# Feature Engineered Data - Musify, A Music Recommendation System

### W207 Applied Machine Learning

#### Dhruvi Kothari, Sandeep Kataria, Phillip Ng

In [1]:
import numpy as np
import pandas as pd
import random
import os
import math as mt
import csv
from langid.langid import LanguageIdentifier, model
from sklearn.preprocessing import LabelEncoder

from sklearn.pipeline import Pipeline
from sklearn import preprocessing

import warnings
warnings.filterwarnings("ignore")

In [2]:
# Data Load

folder = "../data/"
train = pd.read_csv(folder + 'train.csv')
test = pd.read_csv(folder + 'test.csv')
songs = pd.read_csv(folder + 'songs.csv')
#song_extra = pd.read_csv(folder + 'song_extra_info.csv')
members = pd.read_csv(folder + 'members.csv',parse_dates=['registration_init_time','expiration_date'])

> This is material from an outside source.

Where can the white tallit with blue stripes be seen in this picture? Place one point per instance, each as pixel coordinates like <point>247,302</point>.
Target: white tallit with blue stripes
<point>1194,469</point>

## Songs Extra Info Feature Extraction (3 new features)
    1. song_country: Country where the song originated
    2. song_year: Year when the song published
    3. song_language: Language of the song (extracted using a python package langid: https://pypi.python.org/pypi/langid)

In [3]:
# Read Songs Extra Features extracted in 'songs_extra.csv'

songs_extra = pd.read_csv(folder + 'songs_extra.csv')
songs = songs.merge(songs_extra, how = 'left', on='song_id')
songs.drop(['language'], axis = 1, inplace = True)

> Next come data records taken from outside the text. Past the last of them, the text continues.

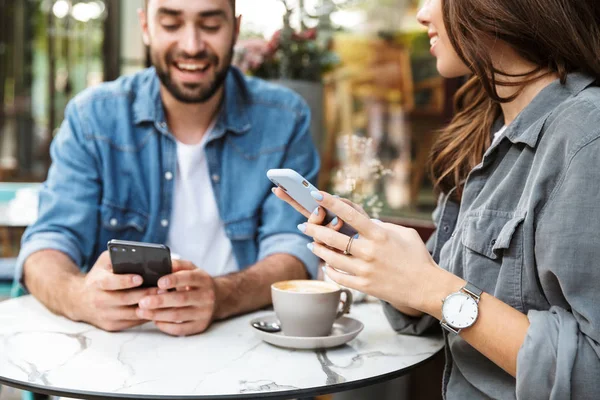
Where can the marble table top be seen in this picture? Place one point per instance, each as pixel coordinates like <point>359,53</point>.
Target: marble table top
<point>39,350</point>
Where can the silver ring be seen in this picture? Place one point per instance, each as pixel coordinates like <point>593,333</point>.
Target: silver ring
<point>348,246</point>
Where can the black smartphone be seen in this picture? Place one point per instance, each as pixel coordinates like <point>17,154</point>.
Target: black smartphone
<point>150,261</point>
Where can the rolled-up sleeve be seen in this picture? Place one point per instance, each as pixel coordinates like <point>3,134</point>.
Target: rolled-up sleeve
<point>560,357</point>
<point>278,232</point>
<point>68,201</point>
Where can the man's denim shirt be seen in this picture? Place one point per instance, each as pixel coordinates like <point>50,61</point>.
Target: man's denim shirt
<point>527,231</point>
<point>114,162</point>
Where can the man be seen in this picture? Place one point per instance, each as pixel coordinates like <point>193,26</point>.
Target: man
<point>175,154</point>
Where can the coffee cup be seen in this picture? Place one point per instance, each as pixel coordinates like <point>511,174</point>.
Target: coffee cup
<point>308,308</point>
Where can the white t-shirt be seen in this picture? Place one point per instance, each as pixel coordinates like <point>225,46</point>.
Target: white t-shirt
<point>197,233</point>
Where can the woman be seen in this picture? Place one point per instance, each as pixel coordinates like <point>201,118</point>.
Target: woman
<point>512,271</point>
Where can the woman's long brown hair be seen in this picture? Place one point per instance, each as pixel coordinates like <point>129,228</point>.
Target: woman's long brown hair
<point>559,36</point>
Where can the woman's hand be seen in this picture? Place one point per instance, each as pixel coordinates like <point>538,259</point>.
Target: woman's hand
<point>318,215</point>
<point>386,261</point>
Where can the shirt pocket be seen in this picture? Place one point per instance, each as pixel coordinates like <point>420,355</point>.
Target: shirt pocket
<point>121,223</point>
<point>493,254</point>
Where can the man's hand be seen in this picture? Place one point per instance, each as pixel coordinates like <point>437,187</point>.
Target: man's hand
<point>189,309</point>
<point>107,300</point>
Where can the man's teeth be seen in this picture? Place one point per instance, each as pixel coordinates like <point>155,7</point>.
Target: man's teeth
<point>192,67</point>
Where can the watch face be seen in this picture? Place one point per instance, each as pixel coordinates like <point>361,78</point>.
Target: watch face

## Songs Features Extraction (11 new features)
    1. genre_count: Count of genre for each song, except when null
    2. artist_count: Count of artists for each song, except when null
    3. lyricist_count: Count of lyricists for each song, except when null
    4. composer_count: Count of composers for each song, except when null
    5. is_featured: Indication whether song is featuring an artist or not
    6. song_member_count: Count of times a song is played by members
    7. member_song_count: Count of songs each member listened to
    8. artist_composer: Indication whether Artist and Composer are same for each song
    9. artist_composer_lyricist: Indication whether Artist, Composer and Lyricist are same for each song

In [4]:
# Feature Extraction Functions

def isrc_to_year(item):
    if type(isrc) == str:
        if int(isrc[5:7]) > 17:
            return 1900 + int(isrc[5:7])
        else:
            return 2000 + int(isrc[5:7])
    else:
        return np.nan

def isrc_country(item):
    if type(isrc) == str:
        return isrc[0:2]
    else:
        return np.nan

def findfeat(songs):
    featured = songs['artist_name'].str.find('feat')
    featured[featured == -1] = 0
    featured[featured > 0] = 1
    return featured

def feature_count(songs, song_cols):
    df = songs.copy()
    for col in song_cols:
        if col == 'genre_ids':
            df[col+'_len'] = df[col].str.split(r'|').apply(lambda x: len(x))
        else:
            df[col+'_len'] = df[col].str.split(r'[;|/\\,+、&]+').apply(lambda x: len(x))
    return df

def artist_composer_lyricist(songs):
    df = songs.copy()
    df['artist_composer'] = (songs['artist_name'] == songs['composer']).astype(np.int8)
    df['artist_composer_lyricist'] = ((songs['artist_name'] == songs['composer']) \
                                     & (songs['artist_name'] == songs['lyricist']) \
                                     & (songs['composer'] == songs['lyricist'])).astype(np.int8)
    return df

identifier = LanguageIdentifier.from_modelstring(model, norm_probs=True)
def find_lang(item):
    if pd.isnull(item):
        return -1
    else:
        return identifier.classify(item)[0]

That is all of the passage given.